The definition syntax for a common function is as follows:
def funname (para1:type1,para2:type2): Type = {do some things}
Higher-order functions are in fact the general function of the parameters to further promote the higher order function can be a function of the parameter name is the function name, then the corresponding type of special parameters how to write it. This translates the problem into the question of finding the type of function. The type of the function, in fact, is the type of input and output.

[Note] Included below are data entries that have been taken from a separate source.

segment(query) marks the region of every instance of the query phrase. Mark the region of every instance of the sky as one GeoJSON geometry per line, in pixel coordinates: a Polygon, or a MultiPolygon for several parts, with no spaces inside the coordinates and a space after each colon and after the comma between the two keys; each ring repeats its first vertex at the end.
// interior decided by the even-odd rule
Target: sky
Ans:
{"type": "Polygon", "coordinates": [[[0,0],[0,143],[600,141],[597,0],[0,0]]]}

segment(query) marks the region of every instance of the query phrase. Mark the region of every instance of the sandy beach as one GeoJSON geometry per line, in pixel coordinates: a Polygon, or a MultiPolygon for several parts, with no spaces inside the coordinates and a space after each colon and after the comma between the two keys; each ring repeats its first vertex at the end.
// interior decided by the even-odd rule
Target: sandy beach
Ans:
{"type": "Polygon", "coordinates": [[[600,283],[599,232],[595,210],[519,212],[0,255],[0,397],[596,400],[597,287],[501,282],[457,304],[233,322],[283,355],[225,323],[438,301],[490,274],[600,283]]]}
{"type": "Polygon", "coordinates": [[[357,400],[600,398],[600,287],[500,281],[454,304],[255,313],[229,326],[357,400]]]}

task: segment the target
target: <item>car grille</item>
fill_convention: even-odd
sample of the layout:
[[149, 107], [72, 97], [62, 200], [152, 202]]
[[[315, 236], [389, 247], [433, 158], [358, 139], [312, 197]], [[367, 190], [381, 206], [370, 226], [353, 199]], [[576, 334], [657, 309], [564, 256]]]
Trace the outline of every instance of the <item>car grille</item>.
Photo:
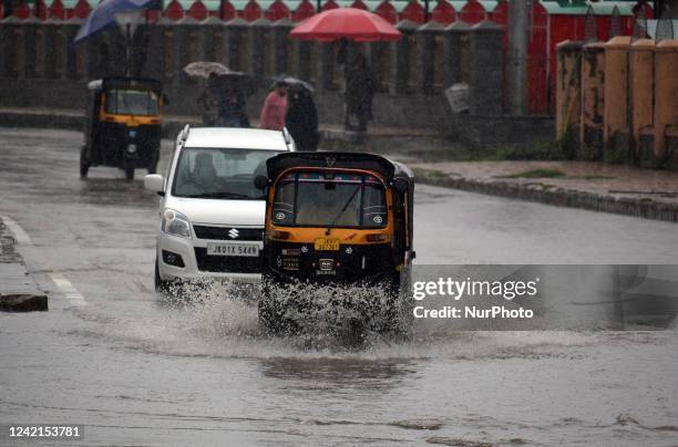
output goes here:
[[198, 270], [212, 273], [260, 273], [261, 256], [208, 256], [207, 249], [195, 247]]
[[[194, 225], [193, 230], [198, 239], [213, 240], [264, 240], [263, 228], [238, 228], [238, 227], [207, 227], [204, 225]], [[237, 237], [233, 238], [237, 231]]]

Take a look at the following example:
Scala> Import scala.math._
import scala.math._
scala> def valuefor (f: (Double) =>double,value:double )={
| F (value)
|}
Valuefor: (f:double => Double, value:double) Double
scala> valuefor (ceil _,0.25)
res1:double = 1.0
SC Ala> valuefor (sqrt _,0.25)
res2:double = 0.5
scala>
Description: Valuefor The first argument is a function argument, F is the parameter name, (Double) =>double is the type of the argument, the second parameter is a normal argument, the parameter name is value, and the argument type is Double; the Valuefor function definition can be abbreviated to DEF Valuefor (f: (Double) =>double,value:double) =f (value)
Look at one more example:
The map method takes a function argument, applies it to each element in the array, and returns the new array.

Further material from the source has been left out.